It seems Intel's latest Atom processors might not be delayed as long as originally rumored -- if at all. The Cedar Trail parts were originally bound for launch this month but sources claimed they would be postponed until November because of an issue stemming from their DirectX 10.1 graphics drivers (they supposedly failed Microsoft's certification). However, two of the new components have been added to Intel's official price list (PDF).
Priced at $42 and $52 (in quantities of a thousand), the D2500 and D2700 are based on Intel's 32nm fabrication and feature two processing cores and 1MB of cache. The cheaper chip is clocked at 1.86GHz with a 400MHz integrated graphics core and supports two threads, while its pricier sibling runs at 2.13GHz/640MHz and handles four threads courtesy of Intel's Hyper-Threading technology. Both have a 10W thermal design power.

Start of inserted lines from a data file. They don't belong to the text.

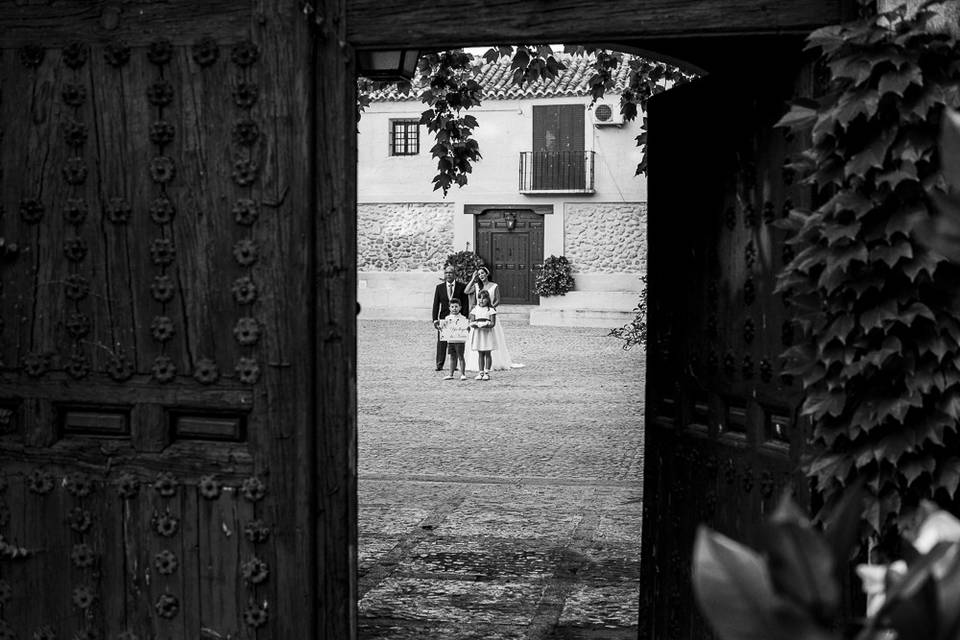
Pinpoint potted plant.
[533,255,574,296]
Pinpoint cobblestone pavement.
[358,320,644,640]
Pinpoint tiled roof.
[370,55,630,102]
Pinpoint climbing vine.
[778,6,960,543]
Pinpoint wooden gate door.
[640,67,807,639]
[477,209,543,304]
[0,0,356,640]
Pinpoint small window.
[390,120,420,156]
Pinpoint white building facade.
[357,59,647,327]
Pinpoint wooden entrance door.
[477,209,543,304]
[640,67,808,638]
[0,0,356,640]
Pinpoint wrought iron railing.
[520,151,594,193]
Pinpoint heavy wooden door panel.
[640,70,808,638]
[0,2,356,639]
[476,209,543,304]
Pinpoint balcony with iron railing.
[520,151,594,195]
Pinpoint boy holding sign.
[440,298,470,380]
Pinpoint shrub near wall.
[779,3,960,540]
[357,202,454,271]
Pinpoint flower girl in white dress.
[465,267,523,371]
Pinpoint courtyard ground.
[358,320,644,640]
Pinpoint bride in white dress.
[465,267,523,371]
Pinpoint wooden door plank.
[316,0,357,638]
[0,51,36,367]
[0,468,27,629]
[346,0,841,49]
[81,47,143,371]
[20,50,73,367]
[97,481,127,638]
[249,0,316,639]
[197,491,244,638]
[165,47,240,376]
[177,479,202,638]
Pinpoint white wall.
[357,98,647,255]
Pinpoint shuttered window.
[390,120,420,156]
[530,104,588,191]
[533,104,585,152]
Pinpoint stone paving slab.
[398,537,561,582]
[360,620,527,640]
[358,320,644,640]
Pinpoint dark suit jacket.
[430,280,470,320]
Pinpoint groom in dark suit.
[431,264,470,371]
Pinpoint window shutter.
[533,106,560,151]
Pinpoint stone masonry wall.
[563,202,647,273]
[357,202,454,271]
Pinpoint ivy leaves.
[419,51,481,195]
[778,3,960,534]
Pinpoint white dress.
[466,282,523,371]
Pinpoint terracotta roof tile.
[370,55,630,102]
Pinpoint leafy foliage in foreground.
[443,251,484,284]
[693,490,960,640]
[778,2,960,541]
[607,276,647,351]
[533,255,574,296]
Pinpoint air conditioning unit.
[590,100,623,127]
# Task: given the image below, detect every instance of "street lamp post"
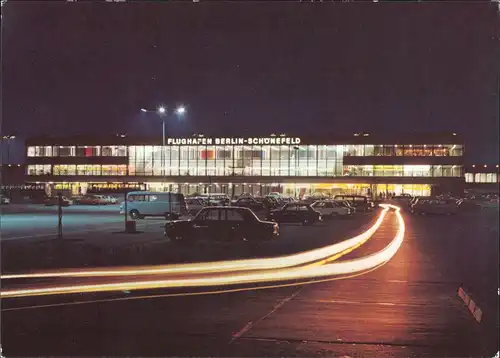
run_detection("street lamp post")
[141,106,186,189]
[2,135,16,164]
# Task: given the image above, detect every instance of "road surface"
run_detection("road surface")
[2,204,498,357]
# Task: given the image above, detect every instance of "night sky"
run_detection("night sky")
[2,1,500,163]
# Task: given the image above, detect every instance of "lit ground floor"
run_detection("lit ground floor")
[24,177,464,198]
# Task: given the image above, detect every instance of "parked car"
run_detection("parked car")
[410,198,458,215]
[333,199,356,214]
[311,200,354,218]
[334,195,375,211]
[197,193,231,206]
[267,203,322,225]
[185,198,205,215]
[120,191,187,220]
[231,197,264,211]
[164,206,279,242]
[44,196,73,206]
[101,195,118,204]
[77,195,106,205]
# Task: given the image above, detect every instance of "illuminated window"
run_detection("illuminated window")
[76,145,101,157]
[76,165,101,175]
[26,164,51,175]
[102,145,127,157]
[102,165,127,176]
[53,164,76,175]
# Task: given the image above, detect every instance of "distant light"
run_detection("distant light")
[175,106,186,114]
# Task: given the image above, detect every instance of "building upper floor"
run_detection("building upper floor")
[26,133,464,164]
[465,164,500,184]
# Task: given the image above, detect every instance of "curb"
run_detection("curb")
[457,286,483,323]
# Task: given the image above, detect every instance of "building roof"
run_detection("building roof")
[26,132,463,146]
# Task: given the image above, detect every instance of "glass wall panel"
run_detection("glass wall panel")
[403,165,431,177]
[262,145,271,176]
[269,145,280,176]
[486,173,497,183]
[306,145,318,176]
[326,145,336,177]
[52,145,76,157]
[171,145,181,176]
[241,145,256,175]
[422,144,434,157]
[431,165,443,177]
[151,145,164,176]
[76,145,101,157]
[373,144,384,157]
[204,145,217,176]
[53,164,76,175]
[76,166,101,175]
[188,145,200,175]
[251,145,264,176]
[345,144,365,157]
[179,145,191,175]
[451,165,463,177]
[128,146,137,176]
[317,145,327,177]
[443,165,454,177]
[26,164,51,175]
[278,145,290,176]
[450,144,464,157]
[101,145,127,157]
[365,144,375,157]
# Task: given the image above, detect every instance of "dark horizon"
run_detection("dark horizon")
[2,1,500,164]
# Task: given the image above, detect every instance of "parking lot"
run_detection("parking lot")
[2,204,379,271]
[2,200,498,357]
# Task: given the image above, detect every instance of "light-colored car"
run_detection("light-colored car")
[411,198,458,215]
[333,199,356,214]
[44,196,73,206]
[311,200,354,218]
[120,191,187,220]
[102,195,118,204]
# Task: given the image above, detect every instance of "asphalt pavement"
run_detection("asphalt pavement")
[2,203,498,357]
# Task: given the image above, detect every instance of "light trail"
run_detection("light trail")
[0,204,390,280]
[0,205,405,298]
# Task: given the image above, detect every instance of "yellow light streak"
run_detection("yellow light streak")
[0,207,389,280]
[0,205,405,298]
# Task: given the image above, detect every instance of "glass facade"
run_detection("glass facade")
[465,173,500,183]
[128,145,344,176]
[27,142,463,177]
[344,165,462,177]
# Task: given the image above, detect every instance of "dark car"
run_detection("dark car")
[268,203,322,225]
[334,195,375,211]
[165,206,279,241]
[231,197,264,211]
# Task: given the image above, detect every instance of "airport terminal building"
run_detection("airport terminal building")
[25,133,465,196]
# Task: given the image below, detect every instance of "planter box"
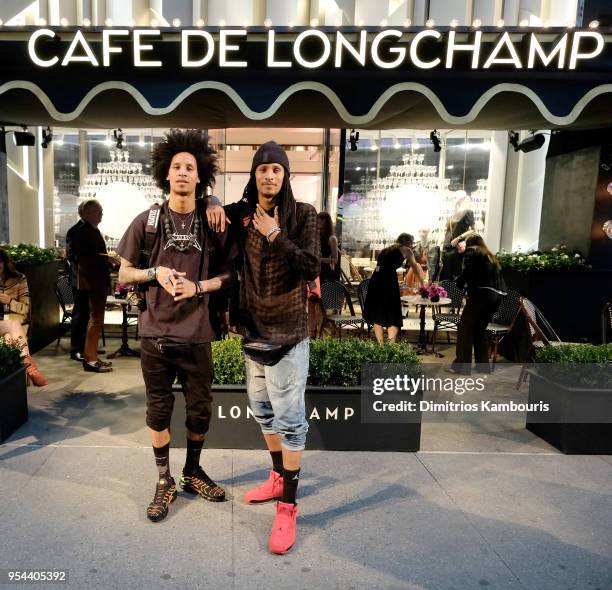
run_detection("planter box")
[170,385,421,452]
[526,370,612,455]
[0,367,28,443]
[19,260,59,354]
[503,268,612,344]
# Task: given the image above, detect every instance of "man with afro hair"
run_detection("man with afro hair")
[117,129,237,522]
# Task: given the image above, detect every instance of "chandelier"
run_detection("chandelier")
[79,147,163,204]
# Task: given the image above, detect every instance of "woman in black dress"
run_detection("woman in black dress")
[450,236,506,374]
[308,211,340,338]
[363,234,424,344]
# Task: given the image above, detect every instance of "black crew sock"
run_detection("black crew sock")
[153,443,170,479]
[281,469,300,504]
[183,438,204,475]
[270,451,283,475]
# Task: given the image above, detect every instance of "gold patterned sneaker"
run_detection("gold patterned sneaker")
[180,465,225,502]
[147,477,177,522]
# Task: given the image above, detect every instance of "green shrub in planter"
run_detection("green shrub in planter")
[2,244,57,268]
[0,337,22,379]
[534,344,612,389]
[212,338,420,387]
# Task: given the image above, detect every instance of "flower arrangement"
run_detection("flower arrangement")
[419,283,448,303]
[1,244,57,268]
[497,245,591,271]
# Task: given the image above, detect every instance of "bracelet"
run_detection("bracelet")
[266,227,282,242]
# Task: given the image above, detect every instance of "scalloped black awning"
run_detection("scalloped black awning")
[0,28,612,129]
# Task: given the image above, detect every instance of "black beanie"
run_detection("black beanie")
[251,141,289,173]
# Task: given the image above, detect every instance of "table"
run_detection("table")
[401,295,452,354]
[106,297,140,359]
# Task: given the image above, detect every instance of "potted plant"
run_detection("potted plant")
[2,244,59,354]
[527,344,612,454]
[0,337,28,443]
[171,338,421,451]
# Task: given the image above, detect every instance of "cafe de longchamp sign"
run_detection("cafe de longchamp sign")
[27,28,609,71]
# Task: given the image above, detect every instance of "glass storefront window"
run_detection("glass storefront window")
[337,129,491,258]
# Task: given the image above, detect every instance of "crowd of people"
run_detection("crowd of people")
[7,130,505,554]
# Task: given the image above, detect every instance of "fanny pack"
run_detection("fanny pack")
[155,338,192,359]
[242,339,294,366]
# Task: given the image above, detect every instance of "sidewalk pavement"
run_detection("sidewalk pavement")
[0,347,612,590]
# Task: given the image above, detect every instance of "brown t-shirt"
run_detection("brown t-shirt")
[117,201,238,343]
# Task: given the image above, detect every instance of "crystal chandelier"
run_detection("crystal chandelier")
[79,147,163,204]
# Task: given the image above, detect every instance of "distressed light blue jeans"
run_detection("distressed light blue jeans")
[244,338,309,451]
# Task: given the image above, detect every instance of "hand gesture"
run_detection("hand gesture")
[206,205,231,233]
[253,203,280,241]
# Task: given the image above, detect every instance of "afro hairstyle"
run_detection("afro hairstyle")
[151,129,219,197]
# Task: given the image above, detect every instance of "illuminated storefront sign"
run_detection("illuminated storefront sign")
[28,28,608,70]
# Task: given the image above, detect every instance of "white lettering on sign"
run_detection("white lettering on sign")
[23,28,607,70]
[482,32,523,70]
[28,29,59,68]
[569,32,606,70]
[181,30,215,68]
[62,31,99,67]
[102,29,130,68]
[410,30,442,70]
[134,29,162,68]
[293,29,331,69]
[446,31,482,70]
[527,33,567,70]
[219,29,249,68]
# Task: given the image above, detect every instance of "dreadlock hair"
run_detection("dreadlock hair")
[151,129,219,197]
[242,167,297,240]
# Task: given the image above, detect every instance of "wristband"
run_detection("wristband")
[266,227,281,242]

The chips are destined for various low-powered desktop solutions (hence the D in each model), such as nettops and compact productivity machines. They should be accompanied soon by two 32nm notebook Atom CPUs, the 1.6GHz N600 and 1.86GHz N800, which will replace the existing N455 and N475 Pine Trail processors. The mobile variants haven't been added to Intel's pricing sheet yet, but they're expected to cost $42 and $47.

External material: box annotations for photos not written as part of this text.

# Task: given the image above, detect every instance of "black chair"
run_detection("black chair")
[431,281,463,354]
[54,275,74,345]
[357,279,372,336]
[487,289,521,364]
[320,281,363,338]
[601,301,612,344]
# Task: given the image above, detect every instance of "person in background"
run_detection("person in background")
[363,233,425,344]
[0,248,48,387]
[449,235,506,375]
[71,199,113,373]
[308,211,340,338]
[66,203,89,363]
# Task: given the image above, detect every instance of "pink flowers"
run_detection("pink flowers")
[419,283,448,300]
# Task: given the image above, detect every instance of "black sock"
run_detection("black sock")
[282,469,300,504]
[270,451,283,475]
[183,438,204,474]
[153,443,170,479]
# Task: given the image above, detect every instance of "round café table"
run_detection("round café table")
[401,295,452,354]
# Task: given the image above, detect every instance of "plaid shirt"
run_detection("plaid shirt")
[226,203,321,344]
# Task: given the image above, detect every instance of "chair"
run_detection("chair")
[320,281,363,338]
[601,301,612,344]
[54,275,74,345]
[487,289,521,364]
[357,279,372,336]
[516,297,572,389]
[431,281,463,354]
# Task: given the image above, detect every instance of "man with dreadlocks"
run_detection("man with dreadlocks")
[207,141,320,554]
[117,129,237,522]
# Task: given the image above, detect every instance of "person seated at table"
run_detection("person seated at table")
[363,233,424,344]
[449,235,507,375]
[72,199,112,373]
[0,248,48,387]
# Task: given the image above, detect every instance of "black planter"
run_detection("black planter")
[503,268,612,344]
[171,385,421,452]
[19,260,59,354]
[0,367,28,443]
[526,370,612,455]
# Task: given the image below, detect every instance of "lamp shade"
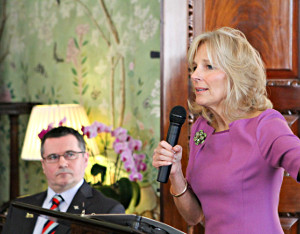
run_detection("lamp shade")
[21,104,99,160]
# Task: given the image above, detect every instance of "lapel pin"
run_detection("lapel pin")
[26,213,33,219]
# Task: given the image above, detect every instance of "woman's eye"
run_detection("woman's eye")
[206,64,213,70]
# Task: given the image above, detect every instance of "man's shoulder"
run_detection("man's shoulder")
[15,191,47,203]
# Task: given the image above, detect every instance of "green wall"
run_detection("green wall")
[0,0,160,217]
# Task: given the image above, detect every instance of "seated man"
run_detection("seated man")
[2,127,125,234]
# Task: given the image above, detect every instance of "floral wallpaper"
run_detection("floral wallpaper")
[0,0,160,216]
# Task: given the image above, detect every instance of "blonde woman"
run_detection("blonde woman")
[152,27,300,234]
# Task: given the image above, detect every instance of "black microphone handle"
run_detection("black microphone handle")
[157,122,181,183]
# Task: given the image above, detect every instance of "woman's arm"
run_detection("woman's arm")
[152,141,204,225]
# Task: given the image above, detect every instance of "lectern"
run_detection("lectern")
[5,201,184,234]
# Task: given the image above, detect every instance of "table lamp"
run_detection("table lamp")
[21,104,99,161]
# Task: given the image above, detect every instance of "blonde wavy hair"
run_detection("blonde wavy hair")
[188,27,273,122]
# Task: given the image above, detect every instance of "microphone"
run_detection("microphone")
[157,106,186,183]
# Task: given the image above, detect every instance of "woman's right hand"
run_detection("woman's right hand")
[152,141,182,175]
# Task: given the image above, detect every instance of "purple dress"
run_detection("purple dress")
[186,109,300,234]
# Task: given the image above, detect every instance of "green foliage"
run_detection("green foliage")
[91,163,106,181]
[93,177,141,209]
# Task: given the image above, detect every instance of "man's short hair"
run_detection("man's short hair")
[41,126,86,156]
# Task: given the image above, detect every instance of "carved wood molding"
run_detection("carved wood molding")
[188,0,195,47]
[267,79,300,87]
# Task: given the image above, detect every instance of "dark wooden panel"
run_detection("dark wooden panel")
[199,0,299,78]
[267,80,300,111]
[278,176,300,213]
[160,0,188,232]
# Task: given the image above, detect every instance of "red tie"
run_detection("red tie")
[42,194,64,234]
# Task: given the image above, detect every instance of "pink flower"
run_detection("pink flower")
[113,141,131,154]
[129,138,142,151]
[120,150,132,163]
[111,127,128,142]
[81,125,98,138]
[129,171,143,181]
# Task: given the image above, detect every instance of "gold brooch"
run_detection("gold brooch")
[194,130,207,145]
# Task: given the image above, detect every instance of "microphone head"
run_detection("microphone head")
[170,106,186,125]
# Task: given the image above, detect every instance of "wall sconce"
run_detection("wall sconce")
[21,104,99,161]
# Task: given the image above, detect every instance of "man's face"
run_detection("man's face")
[41,135,88,193]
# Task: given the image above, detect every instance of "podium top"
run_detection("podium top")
[12,201,184,234]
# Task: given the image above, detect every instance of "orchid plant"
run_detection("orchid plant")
[81,121,147,209]
[81,121,147,182]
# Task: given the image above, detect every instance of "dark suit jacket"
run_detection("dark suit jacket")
[2,181,125,234]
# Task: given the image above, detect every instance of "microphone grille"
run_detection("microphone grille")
[170,106,186,125]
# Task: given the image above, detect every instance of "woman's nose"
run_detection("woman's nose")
[191,71,203,82]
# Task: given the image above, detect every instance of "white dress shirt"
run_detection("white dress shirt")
[33,179,84,234]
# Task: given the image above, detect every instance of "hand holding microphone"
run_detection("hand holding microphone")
[157,106,186,183]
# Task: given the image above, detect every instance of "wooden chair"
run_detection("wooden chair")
[278,175,300,234]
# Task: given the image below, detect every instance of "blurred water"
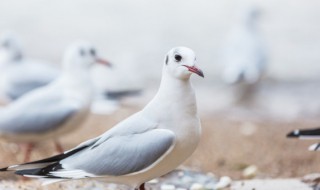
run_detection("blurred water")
[0,0,320,118]
[0,0,320,82]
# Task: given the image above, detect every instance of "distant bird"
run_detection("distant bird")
[287,128,320,151]
[223,7,267,84]
[1,47,203,189]
[0,42,108,161]
[0,33,60,101]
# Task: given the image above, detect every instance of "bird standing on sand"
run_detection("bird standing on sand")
[1,47,204,189]
[287,128,320,151]
[0,42,108,161]
[0,33,60,101]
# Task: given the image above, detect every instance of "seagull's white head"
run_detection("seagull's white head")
[64,42,111,71]
[164,47,204,80]
[0,33,22,62]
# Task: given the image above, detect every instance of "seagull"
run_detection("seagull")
[287,128,320,151]
[0,42,109,161]
[0,33,60,101]
[223,7,266,84]
[1,47,204,190]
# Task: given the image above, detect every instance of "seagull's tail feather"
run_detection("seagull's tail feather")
[15,162,63,178]
[105,89,142,100]
[0,145,88,175]
[287,128,320,139]
[309,143,320,151]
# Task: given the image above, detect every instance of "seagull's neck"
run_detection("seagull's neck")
[144,71,197,117]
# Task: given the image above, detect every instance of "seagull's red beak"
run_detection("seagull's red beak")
[183,65,204,78]
[96,58,112,67]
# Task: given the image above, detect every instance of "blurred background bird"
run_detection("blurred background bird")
[222,5,267,105]
[0,32,60,102]
[0,42,110,161]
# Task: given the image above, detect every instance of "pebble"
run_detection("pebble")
[190,183,204,190]
[161,184,176,190]
[214,176,232,189]
[242,165,258,179]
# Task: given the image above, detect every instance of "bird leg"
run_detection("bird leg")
[54,140,63,154]
[139,183,145,190]
[23,143,34,162]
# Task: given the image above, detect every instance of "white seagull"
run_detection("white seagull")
[0,42,107,161]
[287,128,320,151]
[0,33,60,101]
[1,47,203,189]
[223,7,266,84]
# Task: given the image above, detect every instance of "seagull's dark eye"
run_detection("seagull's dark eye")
[1,41,10,48]
[174,54,182,62]
[79,49,86,56]
[90,49,96,56]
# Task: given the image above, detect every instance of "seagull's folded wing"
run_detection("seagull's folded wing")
[58,129,175,177]
[10,129,175,179]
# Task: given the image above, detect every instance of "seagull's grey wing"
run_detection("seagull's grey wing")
[5,64,59,100]
[55,129,175,178]
[0,92,80,134]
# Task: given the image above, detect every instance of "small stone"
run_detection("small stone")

According to slides leaked last month, the 32nm Atoms should offer a healthy boost over their predecessors. Much of the focus seems to be on the graphics speed of Intel's latest offering. The company has earned a bad rap for having lousy integrated graphics performance -- especially among Atom CPUs. Cedar Trail is expected to deliver an increase over Pine Trail chips, but their IGP will probably still lag behind AMD's Fusion APUs.